Interested in similar patents?

Get notified when new applications in this technology area are published.

Classification:

Description

CROSS-REFERENCE TO RELATED APPLICATIONS

This application claims the benefit of and priority to Japanese Patent Application No. 2024-175635 filed on October 7, 2024, and the content thereof is incorporated herein by reference in its entirety.

BACKGROUND OF THE INVENTION

1. Field of the Invention

The present invention relates to gating in data analysis of flow cytometry.

2. Description of Related Art

Lesions are increasingly being examined using flow cytometry. In data analysis of flow cytometry, gating for classifying particles into common groups under any condition based on measurement results is important. In gating, a gate serving as a boundary of a group is set. For example, PTL 1 is known as a technique related to gating.

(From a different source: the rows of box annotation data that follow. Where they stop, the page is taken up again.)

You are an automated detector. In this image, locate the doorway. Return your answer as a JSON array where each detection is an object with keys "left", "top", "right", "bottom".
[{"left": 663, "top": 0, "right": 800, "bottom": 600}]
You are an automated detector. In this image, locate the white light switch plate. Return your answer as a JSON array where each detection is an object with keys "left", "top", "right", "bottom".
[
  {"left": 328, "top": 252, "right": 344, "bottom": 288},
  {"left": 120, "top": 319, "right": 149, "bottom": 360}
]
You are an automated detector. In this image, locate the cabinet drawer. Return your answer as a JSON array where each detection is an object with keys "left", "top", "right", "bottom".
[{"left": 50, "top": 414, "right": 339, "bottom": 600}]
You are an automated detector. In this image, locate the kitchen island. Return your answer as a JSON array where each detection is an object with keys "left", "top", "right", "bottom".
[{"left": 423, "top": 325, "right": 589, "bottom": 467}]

PTL 1 discloses that "this method includes generating an image for each of first and second sets of flow cytometer data. In some examples, generating the image includes organizing data into two-dimensional bins and assigning a shadow to each bin so that the bin is represented by a pixel. In some examples, the method includes warping the generated image of the first set of flow cytometer data with a computer-implemented algorithm to maximize the similarity of the flow cytometer data to the second set, and applying the same conversion to the training gate. In some embodiments, this method includes overlaying the adjusted training gate on the generated image of the second set of flow cytometer data. A system and a computer-readable medium for adjusting a training gate are also provided".

Citation List

Patent Literature

PTL 1: JP2023-511761A

SUMMARY OF THE INVENTION

In gating in the related art, a clustering method is adopted. In clustering, data is classified into groups based on the similarity between data in a feature value space (observation space). In the case of this method, in a region where data is not concentrated, the data in the region may not be classified into any group. In examinations of lesions, analysis of a region where data is not concentrated may be important. Therefore, analysis may be difficult in gating in the related art.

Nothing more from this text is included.